Namun, kesukaan kita belum tentu bagi orang lain, soal selera tentunya tak sama. Akan tetapi singkong saat ini populer, karena banyak orang mengonsumsinya sebagai alternatif makanan pokok.
Singkong sebagai Alternatif Makanan Pokok
Singkong merupakan tanaman umbi-umbian yang tak asing lagi. Banyak masyarakat Indonesia mengonsumsi singkong karena selain rasanya enak juga bisa diolah menjadi makanan lain yang lebih lezat. Misalnya, getuk, keripik, tepung tapioka dan jenis makanan lainnya.
Tak kalah penting, di masa paceklik, krisis pangan melanda sebagian wilayah di Indonesia, singkong menjadi sumber karbohidrat setelah nasi dan jagung.
Ternyata singkong juga dikonsumsi oleh warga yang mengalami gangguan kadar gula. Orang yang menderita diabetes singkong dijadikan makanan pengganti nasi. Hal ini karena dapat membantu menurunkan kadar gula darah, kadar kolesterol, menurunkan risiko penyakit jantung dan obesitas.
Bukan sekarang saja, singkong menjadi bahan makanan utama.

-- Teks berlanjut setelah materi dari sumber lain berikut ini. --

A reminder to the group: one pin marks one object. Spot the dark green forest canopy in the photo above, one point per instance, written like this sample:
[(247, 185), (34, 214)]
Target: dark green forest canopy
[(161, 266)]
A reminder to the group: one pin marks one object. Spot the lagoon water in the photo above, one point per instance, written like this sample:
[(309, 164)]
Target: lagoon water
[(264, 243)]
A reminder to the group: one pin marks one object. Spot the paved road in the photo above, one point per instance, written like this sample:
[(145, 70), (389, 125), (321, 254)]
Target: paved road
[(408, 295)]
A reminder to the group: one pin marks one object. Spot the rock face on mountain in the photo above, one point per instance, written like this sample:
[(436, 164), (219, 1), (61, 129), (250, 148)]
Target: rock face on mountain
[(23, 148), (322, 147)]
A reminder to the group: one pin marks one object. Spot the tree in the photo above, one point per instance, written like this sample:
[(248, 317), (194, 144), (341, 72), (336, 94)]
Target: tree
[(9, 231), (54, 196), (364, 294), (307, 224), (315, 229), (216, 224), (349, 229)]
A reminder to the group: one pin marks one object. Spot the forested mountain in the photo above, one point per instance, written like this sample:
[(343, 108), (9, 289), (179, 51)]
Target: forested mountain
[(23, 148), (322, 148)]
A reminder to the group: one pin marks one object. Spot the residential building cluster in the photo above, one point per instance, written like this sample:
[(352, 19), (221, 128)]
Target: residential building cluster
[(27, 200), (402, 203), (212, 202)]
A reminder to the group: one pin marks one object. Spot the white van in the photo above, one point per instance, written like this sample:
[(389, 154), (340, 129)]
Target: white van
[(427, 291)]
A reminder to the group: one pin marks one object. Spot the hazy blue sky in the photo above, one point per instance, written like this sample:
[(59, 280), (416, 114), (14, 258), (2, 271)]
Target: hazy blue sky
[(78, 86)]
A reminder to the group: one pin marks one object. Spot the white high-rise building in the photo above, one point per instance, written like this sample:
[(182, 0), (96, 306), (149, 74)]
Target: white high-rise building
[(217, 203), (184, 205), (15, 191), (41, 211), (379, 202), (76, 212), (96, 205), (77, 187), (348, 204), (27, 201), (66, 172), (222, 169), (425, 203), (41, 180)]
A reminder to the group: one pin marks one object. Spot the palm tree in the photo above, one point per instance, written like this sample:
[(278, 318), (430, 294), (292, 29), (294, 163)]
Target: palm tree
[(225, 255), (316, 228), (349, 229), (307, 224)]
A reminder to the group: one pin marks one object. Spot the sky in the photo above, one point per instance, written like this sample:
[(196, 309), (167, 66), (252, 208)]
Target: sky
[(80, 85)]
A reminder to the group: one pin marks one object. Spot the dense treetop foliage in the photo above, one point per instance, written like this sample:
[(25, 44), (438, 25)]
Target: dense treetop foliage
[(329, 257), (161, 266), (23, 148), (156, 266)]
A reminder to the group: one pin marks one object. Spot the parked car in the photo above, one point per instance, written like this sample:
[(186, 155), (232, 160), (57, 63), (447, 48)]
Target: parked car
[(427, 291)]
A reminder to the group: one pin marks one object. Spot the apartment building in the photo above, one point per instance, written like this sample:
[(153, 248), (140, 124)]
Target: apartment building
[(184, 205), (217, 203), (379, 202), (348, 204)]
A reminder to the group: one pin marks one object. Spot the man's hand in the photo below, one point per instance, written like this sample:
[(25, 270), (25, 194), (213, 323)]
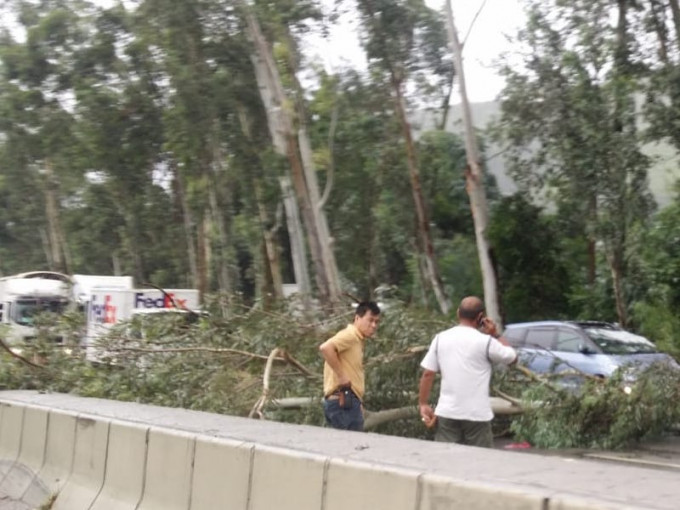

Sejak dulu, umbi-umbian ini sudah populer. Menurut nenek saya, singkong menjadi pengganti nasi dengan cara digaplek agar lebih tahan lama.
Singkong populer bukan saja manfaatnya, tetapi cara penanamannya pun mudah. Kita bisa menanam secara teratur di kebun, pekarangan rumah atau pematang sawah.